While a lot is clearly at stake in this year’s edition, there are many reasons to be optimistic. The first is the breadth of the issues being discussed, which span issues of security, sanitation, development, and financing – to name but a few. The ambitious and packed agenda seems to offer ample opportunity for minds to come together behind innovative and long-term solutions to the planet’s water shortages.

Even more encouraging, perhaps, is that several major government ministries, private enterprises, NGOs, and universities have already confirmed their presence at the global gathering. Among the main partners are the French government, Italian and U.S. national aid associations, and major players such as the Bill and Melinda Gates Foundation. Their ranks will likely be bolstered in the next few weeks, as sitting on the sidelines becomes an increasingly unattractive proposition for key stakeholders and organizations alike.
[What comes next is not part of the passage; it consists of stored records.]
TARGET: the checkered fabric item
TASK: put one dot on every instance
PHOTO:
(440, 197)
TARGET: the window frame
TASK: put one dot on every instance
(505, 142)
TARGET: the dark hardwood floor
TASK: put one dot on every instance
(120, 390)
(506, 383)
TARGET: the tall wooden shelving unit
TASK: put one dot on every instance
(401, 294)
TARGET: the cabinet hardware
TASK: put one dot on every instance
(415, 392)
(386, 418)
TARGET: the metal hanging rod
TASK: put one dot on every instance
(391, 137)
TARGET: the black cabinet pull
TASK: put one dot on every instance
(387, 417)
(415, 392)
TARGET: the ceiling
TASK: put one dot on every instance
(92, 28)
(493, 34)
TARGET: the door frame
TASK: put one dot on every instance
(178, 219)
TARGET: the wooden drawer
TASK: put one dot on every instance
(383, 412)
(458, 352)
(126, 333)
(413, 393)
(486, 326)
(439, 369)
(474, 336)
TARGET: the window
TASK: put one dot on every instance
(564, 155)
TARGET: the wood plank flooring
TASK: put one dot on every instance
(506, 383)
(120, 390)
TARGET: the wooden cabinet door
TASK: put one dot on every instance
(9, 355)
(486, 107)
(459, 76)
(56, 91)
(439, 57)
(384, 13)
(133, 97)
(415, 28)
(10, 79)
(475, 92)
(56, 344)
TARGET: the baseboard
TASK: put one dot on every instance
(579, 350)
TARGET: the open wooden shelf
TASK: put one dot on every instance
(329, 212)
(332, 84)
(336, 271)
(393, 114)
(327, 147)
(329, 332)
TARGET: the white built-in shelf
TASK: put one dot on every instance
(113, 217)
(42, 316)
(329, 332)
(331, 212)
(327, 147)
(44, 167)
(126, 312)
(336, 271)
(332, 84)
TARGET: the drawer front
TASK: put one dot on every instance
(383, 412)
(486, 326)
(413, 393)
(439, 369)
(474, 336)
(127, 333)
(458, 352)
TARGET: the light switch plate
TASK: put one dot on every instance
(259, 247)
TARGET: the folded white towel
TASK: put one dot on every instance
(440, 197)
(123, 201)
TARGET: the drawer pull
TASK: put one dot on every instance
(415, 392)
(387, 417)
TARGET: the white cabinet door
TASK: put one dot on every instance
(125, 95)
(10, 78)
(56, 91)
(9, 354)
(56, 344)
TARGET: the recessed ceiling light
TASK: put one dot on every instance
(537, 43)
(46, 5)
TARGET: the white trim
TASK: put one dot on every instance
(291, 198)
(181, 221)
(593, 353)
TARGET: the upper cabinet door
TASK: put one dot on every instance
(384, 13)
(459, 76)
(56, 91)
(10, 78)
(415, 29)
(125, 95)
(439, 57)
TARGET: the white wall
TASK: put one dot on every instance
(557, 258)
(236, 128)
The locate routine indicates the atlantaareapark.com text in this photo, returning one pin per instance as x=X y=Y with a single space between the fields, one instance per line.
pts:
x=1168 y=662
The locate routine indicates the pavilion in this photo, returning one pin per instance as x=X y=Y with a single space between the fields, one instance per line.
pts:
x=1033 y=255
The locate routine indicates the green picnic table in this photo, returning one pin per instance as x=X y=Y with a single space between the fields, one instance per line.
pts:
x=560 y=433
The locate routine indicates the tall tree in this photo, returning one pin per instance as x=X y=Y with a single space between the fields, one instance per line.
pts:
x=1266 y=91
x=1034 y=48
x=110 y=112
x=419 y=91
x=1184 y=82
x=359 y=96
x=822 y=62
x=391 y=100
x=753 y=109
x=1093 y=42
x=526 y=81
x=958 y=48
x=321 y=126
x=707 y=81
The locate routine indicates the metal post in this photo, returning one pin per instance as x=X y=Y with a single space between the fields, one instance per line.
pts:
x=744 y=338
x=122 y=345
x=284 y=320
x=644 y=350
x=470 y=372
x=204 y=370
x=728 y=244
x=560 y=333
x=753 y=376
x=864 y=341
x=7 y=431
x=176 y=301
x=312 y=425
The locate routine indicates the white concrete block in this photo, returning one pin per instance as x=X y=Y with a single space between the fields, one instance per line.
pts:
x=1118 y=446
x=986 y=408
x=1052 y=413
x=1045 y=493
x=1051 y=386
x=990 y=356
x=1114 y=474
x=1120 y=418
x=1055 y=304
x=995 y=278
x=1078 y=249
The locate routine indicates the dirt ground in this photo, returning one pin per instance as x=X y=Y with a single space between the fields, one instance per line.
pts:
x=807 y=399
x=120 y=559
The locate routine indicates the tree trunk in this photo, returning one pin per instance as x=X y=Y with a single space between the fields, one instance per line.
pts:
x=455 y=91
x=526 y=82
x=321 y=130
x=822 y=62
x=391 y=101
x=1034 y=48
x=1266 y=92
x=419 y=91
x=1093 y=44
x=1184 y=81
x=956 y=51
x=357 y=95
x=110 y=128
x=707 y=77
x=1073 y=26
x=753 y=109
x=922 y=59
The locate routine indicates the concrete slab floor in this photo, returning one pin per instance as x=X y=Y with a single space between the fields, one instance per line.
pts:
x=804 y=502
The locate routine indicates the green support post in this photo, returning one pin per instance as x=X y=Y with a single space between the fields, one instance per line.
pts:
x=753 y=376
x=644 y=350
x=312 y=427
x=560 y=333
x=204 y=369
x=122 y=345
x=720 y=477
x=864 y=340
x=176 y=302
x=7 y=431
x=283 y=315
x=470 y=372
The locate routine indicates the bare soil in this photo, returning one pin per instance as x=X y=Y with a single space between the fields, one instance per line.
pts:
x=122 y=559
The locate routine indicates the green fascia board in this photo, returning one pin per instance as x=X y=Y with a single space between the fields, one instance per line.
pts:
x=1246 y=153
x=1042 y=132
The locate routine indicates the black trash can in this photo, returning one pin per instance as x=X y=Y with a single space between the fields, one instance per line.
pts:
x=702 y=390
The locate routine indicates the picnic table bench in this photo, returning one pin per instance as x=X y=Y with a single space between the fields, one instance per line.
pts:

After a long hiatus for global initiatives, the relative progress made at COP26 provided a glimmer of hope that we indeed are capable of coming together to face big, collective challenges. It is necessary, however, to capitalize on this moment.

Through both its ambitious agenda and reach, the World Water Forum is poised to potentially be an equally crucial event. Not only will it raise the profile of crucial issues surrounding water but, more broadly, its success could send a powerful signal that global collaboration can and does work.

For the next few weeks, all eyes are therefore on Dakar to pave the way for renewed global commitment. It is now up to the leading voices to pick up the gauntlet and show that we do have the ambition and bold resolve needed to face the major global challenges ahead.